森>森の工作室にはコタツがありません。コタツは女房のものです。バルサボードとかいう工作用の板が発売されてますね。あれがいいのではないですか。森は、そうですね。7年くらい前に「プレストレスの法則」というのに気がついて、それから、主翼は台に固定しないで作るようになりました。空中工作法です。はは、もっともシビアなスタント機を作りませんから、加藤さんとは要求条件が違いますよ。

加>「プレストレスの法則」というのは、前に聞きました。部品を接着するときに無理があると、それが原因で全体がひずむというものですね。森君のように空中で主翼が作れるというのは目が確かなのです。加藤は目が悪いのでだめです。どうしても工具に頼ってしまいます。

森>空中で作ると言っても、接着するときは台の上に置いてあります。ただ、固定しません。

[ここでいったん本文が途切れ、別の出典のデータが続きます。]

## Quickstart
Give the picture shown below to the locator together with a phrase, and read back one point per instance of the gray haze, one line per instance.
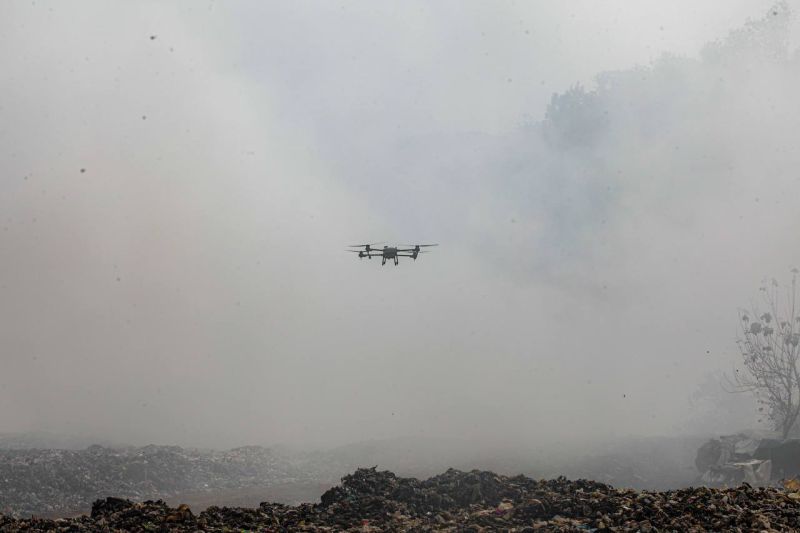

固定してしまうと、ひずみに気がつかなくなるのです。ジグに固定して作ればゆがまないというのは完全な錯覚です。力を入れて固定すると、その力は、固定を外したときに解除され、変形します。昔は、ちょっと力をいれてパーツをはめ込む方が出来上がりが丈夫な気がしたのですが、今は逆にスカスカくらいではめ込みます。余分な力をかけないのが鉄則です。

加>なるほど、ジグには確かに頼ってしまいます。ついつい無理して接着しますね。特に、最近は瞬間接着剤ですから、少しの間、手で押さえてくっつけてしまいます。これがまずいわけですね。

森>そうです。接着剤がその場をくっつけますが、そのときかけていた力は、材料に残るわけです。それが、ストレスですね。この「プレストレスの法則」は、グループの人間関係にも適用できます。グループに新しい人間が入ったとき、ちょっと無理をして、縮んだり伸びたり(つまり、ネコをかぶったり、逆に見栄をはったり)して入ると、その無理はグループ全体のひずみになるのです。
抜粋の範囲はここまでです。